Whether their irrepressibly scatological takes on current affairs are or aren’t for you, it must be admitted South Park is distinctly bolder in skewering sacred cows than its televisual peers. Where The Simpsons covers an ancient showtune and Family Guy recycles jokes about minorities from the ‘70s, South Park turns out something like their ‘this is what Scientology actually believes’ sequence, which both informs and entertains.

How, then, to satirise something like the QAnon movement? They can’t simply use the same trick of baldly stating ‘this is what QAnon actually believes’, because that seems to change from moment to moment. But in the past they have mocked the phenomenon of internet trolling, which when’s all said and done is the same sort of greasy, foul-smelling wider culture that QAnon grew out of.

The main thing is, QAnon’s lurid and grandiose theories are silly enough in and of themselves that South Park can run absolutely wild with them. Some comedies might struggle to find a way to make a humorous exaggeration of something which is already absurd – South Park, with its history of talking feces and exploding genitals, is not one of them.

 

4. Dealer | March 10

The found footage style, where the work is filmed by the in-universe characters, is usually a preserve of the horror genre (most famously with The Blair Witch Project) – and not to be confused with the mockumentary, which in recent years leans more towards office-based comedies (like Parks & Rec).

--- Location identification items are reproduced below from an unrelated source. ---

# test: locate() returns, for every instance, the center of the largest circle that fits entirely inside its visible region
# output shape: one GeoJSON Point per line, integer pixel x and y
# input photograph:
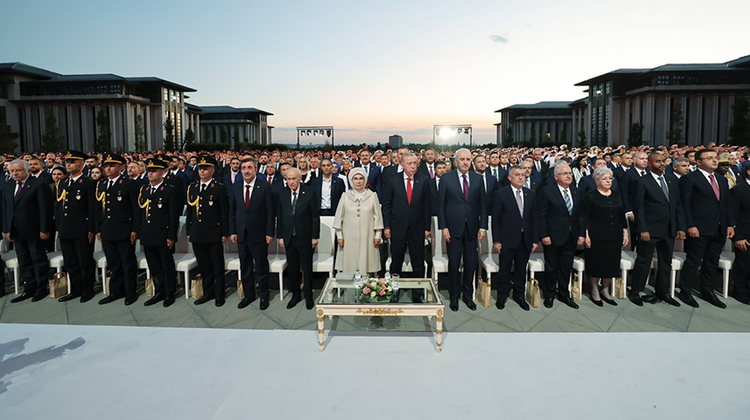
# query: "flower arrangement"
{"type": "Point", "coordinates": [375, 290]}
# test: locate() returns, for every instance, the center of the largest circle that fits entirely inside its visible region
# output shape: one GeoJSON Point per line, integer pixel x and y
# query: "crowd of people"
{"type": "Point", "coordinates": [382, 202]}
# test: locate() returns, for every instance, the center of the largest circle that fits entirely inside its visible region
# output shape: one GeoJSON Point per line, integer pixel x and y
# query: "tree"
{"type": "Point", "coordinates": [140, 131]}
{"type": "Point", "coordinates": [8, 138]}
{"type": "Point", "coordinates": [636, 135]}
{"type": "Point", "coordinates": [52, 139]}
{"type": "Point", "coordinates": [676, 126]}
{"type": "Point", "coordinates": [103, 141]}
{"type": "Point", "coordinates": [169, 135]}
{"type": "Point", "coordinates": [739, 131]}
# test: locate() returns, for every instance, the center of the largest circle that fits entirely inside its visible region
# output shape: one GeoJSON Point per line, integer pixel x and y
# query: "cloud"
{"type": "Point", "coordinates": [499, 38]}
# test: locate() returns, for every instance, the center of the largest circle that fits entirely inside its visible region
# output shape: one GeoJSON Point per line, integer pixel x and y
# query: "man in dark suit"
{"type": "Point", "coordinates": [741, 268]}
{"type": "Point", "coordinates": [659, 219]}
{"type": "Point", "coordinates": [560, 230]}
{"type": "Point", "coordinates": [514, 233]}
{"type": "Point", "coordinates": [709, 218]}
{"type": "Point", "coordinates": [252, 214]}
{"type": "Point", "coordinates": [328, 188]}
{"type": "Point", "coordinates": [116, 228]}
{"type": "Point", "coordinates": [160, 206]}
{"type": "Point", "coordinates": [298, 230]}
{"type": "Point", "coordinates": [406, 219]}
{"type": "Point", "coordinates": [75, 216]}
{"type": "Point", "coordinates": [208, 229]}
{"type": "Point", "coordinates": [462, 218]}
{"type": "Point", "coordinates": [27, 221]}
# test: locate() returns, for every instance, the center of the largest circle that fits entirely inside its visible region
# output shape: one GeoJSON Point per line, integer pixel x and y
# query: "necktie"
{"type": "Point", "coordinates": [519, 201]}
{"type": "Point", "coordinates": [664, 187]}
{"type": "Point", "coordinates": [715, 186]}
{"type": "Point", "coordinates": [408, 190]}
{"type": "Point", "coordinates": [568, 202]}
{"type": "Point", "coordinates": [466, 188]}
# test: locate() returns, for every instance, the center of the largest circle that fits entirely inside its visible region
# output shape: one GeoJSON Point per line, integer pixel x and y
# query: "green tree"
{"type": "Point", "coordinates": [52, 139]}
{"type": "Point", "coordinates": [140, 132]}
{"type": "Point", "coordinates": [636, 135]}
{"type": "Point", "coordinates": [103, 141]}
{"type": "Point", "coordinates": [676, 125]}
{"type": "Point", "coordinates": [8, 138]}
{"type": "Point", "coordinates": [169, 135]}
{"type": "Point", "coordinates": [739, 131]}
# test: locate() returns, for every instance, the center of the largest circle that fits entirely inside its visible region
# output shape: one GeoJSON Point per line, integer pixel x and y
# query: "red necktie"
{"type": "Point", "coordinates": [408, 190]}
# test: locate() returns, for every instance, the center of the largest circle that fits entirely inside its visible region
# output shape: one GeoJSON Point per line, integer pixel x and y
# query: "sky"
{"type": "Point", "coordinates": [369, 68]}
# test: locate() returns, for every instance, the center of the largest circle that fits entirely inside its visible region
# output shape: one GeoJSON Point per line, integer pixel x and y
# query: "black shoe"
{"type": "Point", "coordinates": [154, 300]}
{"type": "Point", "coordinates": [68, 297]}
{"type": "Point", "coordinates": [687, 299]}
{"type": "Point", "coordinates": [564, 298]}
{"type": "Point", "coordinates": [296, 298]}
{"type": "Point", "coordinates": [609, 301]}
{"type": "Point", "coordinates": [470, 303]}
{"type": "Point", "coordinates": [712, 299]}
{"type": "Point", "coordinates": [635, 297]}
{"type": "Point", "coordinates": [668, 299]}
{"type": "Point", "coordinates": [23, 296]}
{"type": "Point", "coordinates": [244, 302]}
{"type": "Point", "coordinates": [203, 300]}
{"type": "Point", "coordinates": [521, 302]}
{"type": "Point", "coordinates": [109, 299]}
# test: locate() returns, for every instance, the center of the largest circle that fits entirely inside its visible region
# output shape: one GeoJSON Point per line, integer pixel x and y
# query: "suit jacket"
{"type": "Point", "coordinates": [404, 218]}
{"type": "Point", "coordinates": [554, 220]}
{"type": "Point", "coordinates": [208, 212]}
{"type": "Point", "coordinates": [507, 223]}
{"type": "Point", "coordinates": [454, 212]}
{"type": "Point", "coordinates": [741, 205]}
{"type": "Point", "coordinates": [304, 221]}
{"type": "Point", "coordinates": [31, 214]}
{"type": "Point", "coordinates": [702, 209]}
{"type": "Point", "coordinates": [337, 189]}
{"type": "Point", "coordinates": [653, 213]}
{"type": "Point", "coordinates": [258, 220]}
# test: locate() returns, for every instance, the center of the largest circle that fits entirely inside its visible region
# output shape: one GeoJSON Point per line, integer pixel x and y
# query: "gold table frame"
{"type": "Point", "coordinates": [432, 307]}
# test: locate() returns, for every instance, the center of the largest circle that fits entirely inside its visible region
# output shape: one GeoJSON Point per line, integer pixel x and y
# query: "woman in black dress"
{"type": "Point", "coordinates": [603, 216]}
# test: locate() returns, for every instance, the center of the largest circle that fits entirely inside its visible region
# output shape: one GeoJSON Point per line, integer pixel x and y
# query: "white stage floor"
{"type": "Point", "coordinates": [89, 372]}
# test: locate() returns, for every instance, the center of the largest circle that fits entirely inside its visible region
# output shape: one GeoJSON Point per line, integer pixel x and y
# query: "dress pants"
{"type": "Point", "coordinates": [517, 282]}
{"type": "Point", "coordinates": [416, 253]}
{"type": "Point", "coordinates": [160, 261]}
{"type": "Point", "coordinates": [299, 256]}
{"type": "Point", "coordinates": [210, 258]}
{"type": "Point", "coordinates": [558, 263]}
{"type": "Point", "coordinates": [664, 248]}
{"type": "Point", "coordinates": [123, 266]}
{"type": "Point", "coordinates": [703, 252]}
{"type": "Point", "coordinates": [462, 247]}
{"type": "Point", "coordinates": [32, 259]}
{"type": "Point", "coordinates": [78, 257]}
{"type": "Point", "coordinates": [254, 267]}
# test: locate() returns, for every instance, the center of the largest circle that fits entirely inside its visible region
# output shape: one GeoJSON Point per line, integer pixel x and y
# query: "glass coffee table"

Using it for a hardboiled crime thriller like Dealer is a lively new direction, which, in this age of the cameraphone, makes more sense by the second.

Despite France’s international image as a place of croissants and the Eiffel tower, it too has its rougher areas and a lively rap scene – two aspects whose paths cross violently and dramatically when some filmmakers go to the bad part of town to shoot a music video, only to discover that literally everyone has guns. Expect vicious power struggles all conducted in lovely lyrical French.

 

5. Invincible | March 26

Will the bottom ever fall out of the superhero media industry? It’s been over ten years since the MCU first started off and the Marvel Studios boys pulled Robert Downey Jr. into a lightless room to explain that if he fucked this up, they would recoup their investment by stapling his face to Timothy Olyphant. Invincible, at least, isn’t another excitable CGI mess, but rather an old-school superhero cartoon, with large buildings littered about just waiting to get wrecked by a supervillain or rubbery monster.

The core of it is a familial relationship, between J.K. Simmons (no longer J. Jonah Jameson, instead a copyright-friendly Superman) and Steven Yeun as his nervous son. Leavening wholesome family content with out-of-this-world wackiness is why Rick & Morty became so beloved before the success went to their heads. Although like Rick & Morty this might well get a bit mired with the high school setting.

If nothing else, Invincible has plenty of tried-and-tested source material to draw on. The comic ran for fifteen years, and curiously, is one of the many comics that Seth Rogen’s been trying to turn into a live-action film – so it must sting slightly that Rogen’s ended up in the voice cast for this version.